Check out the aerial images (and follow them as they are updated) to get a birds-eye view often hidden from below.

If you do not see the images below try clicking on this “Cattails” link, and then access the post from that page.

There are over 40 wetland impoundments on NMWMA. In these restored wetlands, DEC staff raise and lower water levels to produce food and cover for marsh wildlife, including waterfowl, muskrat, mink, rails, bitterns, shorebirds and others. Annual plants are encouraged to grow within the marshes by lowering water levels in the Spring. These plants are abundant seed producers – seeds that are essential food for waterfowl and other marshbirds. Water depths are gradually increased in time for Fall migration. By design, many of our wetlands are inter-connected to facilitate water movement – Storage Pond on Howland Island, for example, is designed to store water to be released into the many connected wetlands downstream. Many others require rainfall to refill and in some cases, we can pump water from one site to another. All of these marshes seem to have their own peculiar water management challenges, and working with them seems, at times, as much art as science. We have provided these images to help you plan your time exploring NMWMA – the dates that the images were taken are listed. Several impoundments (Coot, Guy’s and M&M) are going to be re-watered slowly this migration.

Not all our marshes will be managed for production of annual plants each year. Others will be managed for emergent plant cover (often cattail) and open water areas in about a 50-50 mix. These deeper water sites can be productive for furbearing mammals and secretive marshbirds including rare bitterns and grebes. Still other impoundments will be managed to produce mudflats at those times when shorebird migrations peak.

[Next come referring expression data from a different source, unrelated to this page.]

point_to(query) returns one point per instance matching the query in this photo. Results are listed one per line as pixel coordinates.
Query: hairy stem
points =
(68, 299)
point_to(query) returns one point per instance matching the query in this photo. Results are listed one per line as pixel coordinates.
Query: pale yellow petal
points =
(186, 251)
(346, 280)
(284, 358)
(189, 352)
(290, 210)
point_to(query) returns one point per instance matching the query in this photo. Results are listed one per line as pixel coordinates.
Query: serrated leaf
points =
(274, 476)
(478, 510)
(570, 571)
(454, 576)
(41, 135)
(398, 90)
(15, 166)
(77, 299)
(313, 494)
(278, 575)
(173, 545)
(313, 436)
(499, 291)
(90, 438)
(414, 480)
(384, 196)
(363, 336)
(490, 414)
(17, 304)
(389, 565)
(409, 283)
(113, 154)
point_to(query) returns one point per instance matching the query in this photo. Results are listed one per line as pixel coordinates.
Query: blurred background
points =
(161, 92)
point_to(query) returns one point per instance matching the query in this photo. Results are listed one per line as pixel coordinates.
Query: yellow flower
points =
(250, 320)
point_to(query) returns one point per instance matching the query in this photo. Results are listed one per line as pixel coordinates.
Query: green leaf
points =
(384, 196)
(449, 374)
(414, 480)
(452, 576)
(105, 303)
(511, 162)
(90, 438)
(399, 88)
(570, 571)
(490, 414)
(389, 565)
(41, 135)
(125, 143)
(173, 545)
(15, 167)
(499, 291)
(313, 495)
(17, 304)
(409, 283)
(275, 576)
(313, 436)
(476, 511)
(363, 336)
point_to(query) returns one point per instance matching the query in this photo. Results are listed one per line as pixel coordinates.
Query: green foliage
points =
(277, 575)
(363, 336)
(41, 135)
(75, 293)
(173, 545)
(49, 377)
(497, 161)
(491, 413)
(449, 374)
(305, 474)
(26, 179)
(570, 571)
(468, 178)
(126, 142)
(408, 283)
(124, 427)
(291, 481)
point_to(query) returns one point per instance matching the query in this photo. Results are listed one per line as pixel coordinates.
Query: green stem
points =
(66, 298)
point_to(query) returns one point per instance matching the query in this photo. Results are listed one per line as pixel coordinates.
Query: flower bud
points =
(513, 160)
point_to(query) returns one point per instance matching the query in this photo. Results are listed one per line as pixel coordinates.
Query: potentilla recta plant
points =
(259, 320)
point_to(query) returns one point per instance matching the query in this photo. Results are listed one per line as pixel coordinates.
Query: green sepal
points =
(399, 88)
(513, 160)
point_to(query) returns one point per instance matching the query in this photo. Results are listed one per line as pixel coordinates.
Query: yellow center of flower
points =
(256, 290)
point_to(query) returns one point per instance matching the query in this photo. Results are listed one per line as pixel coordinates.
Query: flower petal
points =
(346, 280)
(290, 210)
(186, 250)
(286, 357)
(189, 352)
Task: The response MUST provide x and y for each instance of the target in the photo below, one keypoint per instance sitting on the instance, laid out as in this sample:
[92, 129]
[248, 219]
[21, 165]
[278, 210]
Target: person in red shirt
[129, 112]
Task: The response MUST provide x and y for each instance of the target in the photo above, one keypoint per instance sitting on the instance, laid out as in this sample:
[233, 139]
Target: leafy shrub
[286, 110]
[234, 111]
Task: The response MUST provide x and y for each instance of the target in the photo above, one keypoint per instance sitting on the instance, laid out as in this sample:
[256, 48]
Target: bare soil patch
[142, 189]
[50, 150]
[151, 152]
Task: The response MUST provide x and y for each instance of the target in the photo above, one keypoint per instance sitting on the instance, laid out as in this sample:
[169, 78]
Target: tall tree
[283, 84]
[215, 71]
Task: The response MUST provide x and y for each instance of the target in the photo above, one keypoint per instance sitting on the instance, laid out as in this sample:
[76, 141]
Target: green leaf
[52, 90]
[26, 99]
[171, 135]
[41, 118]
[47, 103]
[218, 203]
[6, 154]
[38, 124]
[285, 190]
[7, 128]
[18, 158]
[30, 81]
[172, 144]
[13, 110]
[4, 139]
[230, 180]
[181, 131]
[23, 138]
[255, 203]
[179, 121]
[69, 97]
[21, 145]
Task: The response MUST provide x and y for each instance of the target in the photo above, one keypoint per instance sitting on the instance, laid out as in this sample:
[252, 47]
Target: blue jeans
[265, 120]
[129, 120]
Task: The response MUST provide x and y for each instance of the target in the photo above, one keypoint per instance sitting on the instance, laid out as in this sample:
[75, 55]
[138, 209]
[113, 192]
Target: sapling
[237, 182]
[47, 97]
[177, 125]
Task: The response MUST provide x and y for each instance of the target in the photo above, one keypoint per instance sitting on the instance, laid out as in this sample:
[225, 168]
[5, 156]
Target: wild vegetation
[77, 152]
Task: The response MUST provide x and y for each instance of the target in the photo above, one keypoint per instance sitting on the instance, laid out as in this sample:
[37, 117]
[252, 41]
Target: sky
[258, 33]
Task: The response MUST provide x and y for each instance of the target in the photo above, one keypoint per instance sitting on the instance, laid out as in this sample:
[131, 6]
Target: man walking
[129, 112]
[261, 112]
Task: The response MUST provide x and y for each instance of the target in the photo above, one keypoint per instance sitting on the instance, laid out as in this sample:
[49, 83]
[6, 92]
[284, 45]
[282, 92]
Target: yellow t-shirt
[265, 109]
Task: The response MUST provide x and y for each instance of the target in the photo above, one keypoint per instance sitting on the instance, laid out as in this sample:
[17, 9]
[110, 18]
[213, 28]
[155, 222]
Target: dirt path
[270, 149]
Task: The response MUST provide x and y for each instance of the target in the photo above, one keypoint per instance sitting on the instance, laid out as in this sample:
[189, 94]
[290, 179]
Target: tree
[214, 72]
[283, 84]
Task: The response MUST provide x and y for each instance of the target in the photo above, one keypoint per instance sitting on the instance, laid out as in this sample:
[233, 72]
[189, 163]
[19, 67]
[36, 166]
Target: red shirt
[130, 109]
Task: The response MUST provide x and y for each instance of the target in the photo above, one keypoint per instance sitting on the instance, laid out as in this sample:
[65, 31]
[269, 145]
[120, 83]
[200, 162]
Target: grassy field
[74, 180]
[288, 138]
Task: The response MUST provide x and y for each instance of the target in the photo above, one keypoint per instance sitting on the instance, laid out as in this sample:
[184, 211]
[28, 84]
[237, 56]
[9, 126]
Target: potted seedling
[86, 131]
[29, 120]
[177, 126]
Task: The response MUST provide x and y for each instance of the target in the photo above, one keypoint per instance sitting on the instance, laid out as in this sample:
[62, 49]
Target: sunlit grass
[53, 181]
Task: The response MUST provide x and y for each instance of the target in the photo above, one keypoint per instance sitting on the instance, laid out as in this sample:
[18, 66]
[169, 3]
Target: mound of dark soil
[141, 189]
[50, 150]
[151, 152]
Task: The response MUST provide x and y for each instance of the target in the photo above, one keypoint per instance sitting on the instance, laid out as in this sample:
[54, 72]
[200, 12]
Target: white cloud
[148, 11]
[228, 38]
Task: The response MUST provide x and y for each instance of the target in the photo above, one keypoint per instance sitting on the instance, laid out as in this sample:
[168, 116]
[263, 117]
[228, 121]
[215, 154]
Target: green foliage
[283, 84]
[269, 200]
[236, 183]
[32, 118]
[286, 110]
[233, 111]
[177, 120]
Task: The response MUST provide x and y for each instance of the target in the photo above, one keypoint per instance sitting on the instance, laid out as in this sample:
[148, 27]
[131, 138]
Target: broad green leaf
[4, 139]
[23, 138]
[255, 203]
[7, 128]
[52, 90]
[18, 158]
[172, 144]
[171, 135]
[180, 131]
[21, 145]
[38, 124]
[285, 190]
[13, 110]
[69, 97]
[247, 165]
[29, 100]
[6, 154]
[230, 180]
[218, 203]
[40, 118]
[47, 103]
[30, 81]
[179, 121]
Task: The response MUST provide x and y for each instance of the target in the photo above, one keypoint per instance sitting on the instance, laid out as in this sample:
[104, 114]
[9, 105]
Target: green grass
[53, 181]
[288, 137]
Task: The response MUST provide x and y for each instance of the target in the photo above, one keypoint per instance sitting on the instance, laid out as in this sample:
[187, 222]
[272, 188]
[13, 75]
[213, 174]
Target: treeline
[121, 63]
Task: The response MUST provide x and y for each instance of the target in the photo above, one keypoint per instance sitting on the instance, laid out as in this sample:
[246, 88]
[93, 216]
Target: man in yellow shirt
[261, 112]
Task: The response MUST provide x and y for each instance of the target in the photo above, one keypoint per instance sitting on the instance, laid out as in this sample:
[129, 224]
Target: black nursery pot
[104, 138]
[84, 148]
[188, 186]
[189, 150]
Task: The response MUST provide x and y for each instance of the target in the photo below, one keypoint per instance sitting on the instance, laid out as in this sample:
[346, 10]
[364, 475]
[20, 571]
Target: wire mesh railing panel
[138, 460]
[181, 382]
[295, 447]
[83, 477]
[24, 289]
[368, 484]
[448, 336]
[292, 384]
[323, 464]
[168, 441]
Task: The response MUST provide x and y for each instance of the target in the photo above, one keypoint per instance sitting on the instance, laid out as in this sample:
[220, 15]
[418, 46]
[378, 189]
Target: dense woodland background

NMWMA’s managed marshes are also supplemented by floodplain wetlands found along the Seneca River and Crusoe Creek – this outstanding wetland diversity makes Northern Montezuma Wildlife Management Area a wetland paradise for wildlife.

Update Nov. 10, 2017

We are experiencing flood stage conditions at NMWMA with the Seneca River (Barge Canal) at approximately 378 feet above sea level.  Note the abundance of water in the Seneca River, Swift Water Channel and Crusoe Creek and those associated wetland impoundments shown in the aerial images for Nov. 9.  To keep up with these changes in River and Canal water depths and the opportunities they present for waterfowl hunting, go to USGS’s water data site and monitor the two gauges near Montezuma (Port Byron and Free Bridge Corners)  –   J. Eckler, NYSDEC.